Design Twitter - Interview Tips
Interview Approach Strategy
Step 1: Requirements Clarification (5-10 minutes)
Essential Questions to Ask
Functional Requirements:
- "What are the core features? Just tweets and timelines, or also DMs, search, trending?"
- "Do we need to support media (images, videos)?"
- "Should we implement retweets, likes, and replies?"
- "Do we need real-time notifications?"
Scale Requirements:
- "How many users are we designing for? 100M, 500M, 1B?"
- "How many tweets per day? 100M, 500M, 1B?"
- "What's the read-to-write ratio? 100:1, 1000:1?"
- "What's the acceptable latency for timeline loads?"
Non-Functional Requirements:
- "What's the availability requirement? 99.9%, 99.99%?"
- "Do we need to support multiple regions?"
- "Are there any compliance requirements (GDPR, CCPA)?"
- "What's the budget constraint?"Sample Clarification Dialog
Interviewer: "Design Twitter"
You: "Great! Let me clarify the requirements:
Core Features:
- Users can post tweets (280 characters)
- Users can follow other users
- Users see a timeline of tweets from people they follow
- Users can like, retweet, and reply to tweets
- Should I include DMs, search, and trending topics?
Scale:
- Are we targeting Twitter's scale (500M users, 200M DAU)?
- Should I assume 500M tweets per day?
- Is the read-to-write ratio around 100:1?
Performance:
- Is <1 second timeline load acceptable?
- Should tweet posting be <200ms?
- Do we need real-time updates or is 5-second delay okay?
Interviewer: "Yes, focus on core features. Twitter scale is good.
Real-time is nice-to-have but not critical."

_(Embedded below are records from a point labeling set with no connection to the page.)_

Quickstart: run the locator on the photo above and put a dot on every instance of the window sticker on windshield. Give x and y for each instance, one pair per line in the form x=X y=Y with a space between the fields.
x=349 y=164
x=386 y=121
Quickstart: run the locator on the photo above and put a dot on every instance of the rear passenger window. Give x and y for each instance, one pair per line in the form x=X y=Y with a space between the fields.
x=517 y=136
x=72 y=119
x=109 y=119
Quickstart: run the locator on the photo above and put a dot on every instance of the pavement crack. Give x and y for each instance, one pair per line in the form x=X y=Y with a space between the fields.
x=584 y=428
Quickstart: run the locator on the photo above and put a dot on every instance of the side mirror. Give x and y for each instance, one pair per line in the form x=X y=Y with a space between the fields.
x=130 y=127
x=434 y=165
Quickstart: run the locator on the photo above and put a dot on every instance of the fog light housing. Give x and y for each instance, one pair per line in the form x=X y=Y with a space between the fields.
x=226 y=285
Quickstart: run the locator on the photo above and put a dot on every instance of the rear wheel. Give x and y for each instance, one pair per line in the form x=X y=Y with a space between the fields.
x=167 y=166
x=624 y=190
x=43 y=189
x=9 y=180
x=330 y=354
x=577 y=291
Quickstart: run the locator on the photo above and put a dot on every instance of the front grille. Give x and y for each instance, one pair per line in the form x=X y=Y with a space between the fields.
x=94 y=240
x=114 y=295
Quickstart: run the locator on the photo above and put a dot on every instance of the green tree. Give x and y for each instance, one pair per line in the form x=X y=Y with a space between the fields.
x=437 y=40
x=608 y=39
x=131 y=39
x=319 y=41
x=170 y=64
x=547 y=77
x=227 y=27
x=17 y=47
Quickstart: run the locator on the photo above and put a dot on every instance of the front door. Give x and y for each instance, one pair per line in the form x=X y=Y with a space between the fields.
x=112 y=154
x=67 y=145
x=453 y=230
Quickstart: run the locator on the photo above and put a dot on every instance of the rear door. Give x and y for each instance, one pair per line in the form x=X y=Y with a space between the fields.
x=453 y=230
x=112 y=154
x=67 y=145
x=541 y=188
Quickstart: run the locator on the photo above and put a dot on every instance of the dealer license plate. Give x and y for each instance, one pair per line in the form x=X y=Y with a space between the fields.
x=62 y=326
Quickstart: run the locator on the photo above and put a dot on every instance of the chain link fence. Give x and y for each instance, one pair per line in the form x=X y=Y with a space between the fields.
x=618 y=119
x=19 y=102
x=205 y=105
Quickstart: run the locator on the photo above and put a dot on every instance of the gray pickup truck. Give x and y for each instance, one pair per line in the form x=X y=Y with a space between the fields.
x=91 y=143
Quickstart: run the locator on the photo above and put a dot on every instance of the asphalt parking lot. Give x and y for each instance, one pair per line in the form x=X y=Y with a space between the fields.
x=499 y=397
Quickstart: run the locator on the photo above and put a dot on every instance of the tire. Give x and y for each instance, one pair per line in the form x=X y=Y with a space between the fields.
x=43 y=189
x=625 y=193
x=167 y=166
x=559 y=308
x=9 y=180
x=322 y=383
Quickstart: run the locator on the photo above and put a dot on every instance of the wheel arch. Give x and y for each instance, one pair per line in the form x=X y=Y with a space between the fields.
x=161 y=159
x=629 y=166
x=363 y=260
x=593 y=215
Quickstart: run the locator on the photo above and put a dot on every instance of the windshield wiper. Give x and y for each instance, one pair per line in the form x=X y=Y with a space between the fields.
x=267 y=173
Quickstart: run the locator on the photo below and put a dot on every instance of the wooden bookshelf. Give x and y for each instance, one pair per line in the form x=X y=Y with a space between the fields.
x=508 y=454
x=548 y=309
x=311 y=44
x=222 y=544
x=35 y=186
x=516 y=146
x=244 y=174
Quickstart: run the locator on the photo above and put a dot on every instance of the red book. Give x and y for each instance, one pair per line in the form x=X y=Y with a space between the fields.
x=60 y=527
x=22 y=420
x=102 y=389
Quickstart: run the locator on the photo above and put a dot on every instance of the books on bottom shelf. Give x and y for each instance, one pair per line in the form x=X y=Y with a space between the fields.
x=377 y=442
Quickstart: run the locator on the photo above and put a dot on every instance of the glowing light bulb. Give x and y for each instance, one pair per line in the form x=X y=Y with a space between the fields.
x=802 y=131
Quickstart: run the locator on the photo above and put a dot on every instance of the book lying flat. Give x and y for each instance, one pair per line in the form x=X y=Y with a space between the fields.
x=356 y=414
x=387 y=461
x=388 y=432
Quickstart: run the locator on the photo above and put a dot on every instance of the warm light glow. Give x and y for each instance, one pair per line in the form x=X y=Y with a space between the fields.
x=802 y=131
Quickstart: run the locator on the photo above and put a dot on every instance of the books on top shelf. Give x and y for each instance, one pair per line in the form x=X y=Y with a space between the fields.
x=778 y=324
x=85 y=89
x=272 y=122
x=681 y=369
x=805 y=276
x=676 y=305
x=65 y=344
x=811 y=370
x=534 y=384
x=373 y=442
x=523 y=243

You: "Perfect! Let me start with high-level architecture..."Step 2: Back-of-the-Envelope Calculations (5 minutes)
Calculate Scale
Users:
- Total users: 500M
- DAU: 200M (40%)
- Average followers: 200
Tweets:
- Tweets per day: 500M
- Tweets per second: 500M / 86400 = ~6K TPS
- Peak TPS: 3x = 18K TPS
Timeline Requests:
- Each user checks timeline 10 times/day
- Total requests: 200M × 10 = 2B requests/day
- Requests per second: 2B / 86400 = ~23K RPS
- Peak RPS: 3x = 70K RPS
Storage:
- Tweet size: 200 bytes (text) + 500 bytes (metadata) = 700 bytes
- Daily storage: 500M × 700 bytes = 350GB/day
- With media (50% have media, avg 200KB): 250M × 200KB = 50TB/day
- Total: ~50TB/day
Bandwidth:
- Ingress: 50TB/day = 580MB/s
- Egress: 2B requests × 50 tweets × 700 bytes = 70TB/day = 810MB/s
- With CDN: 85% offload, origin serves 120MB/sPro Tip: Write these calculations on the whiteboard. Shows you understand scale and can do quick math.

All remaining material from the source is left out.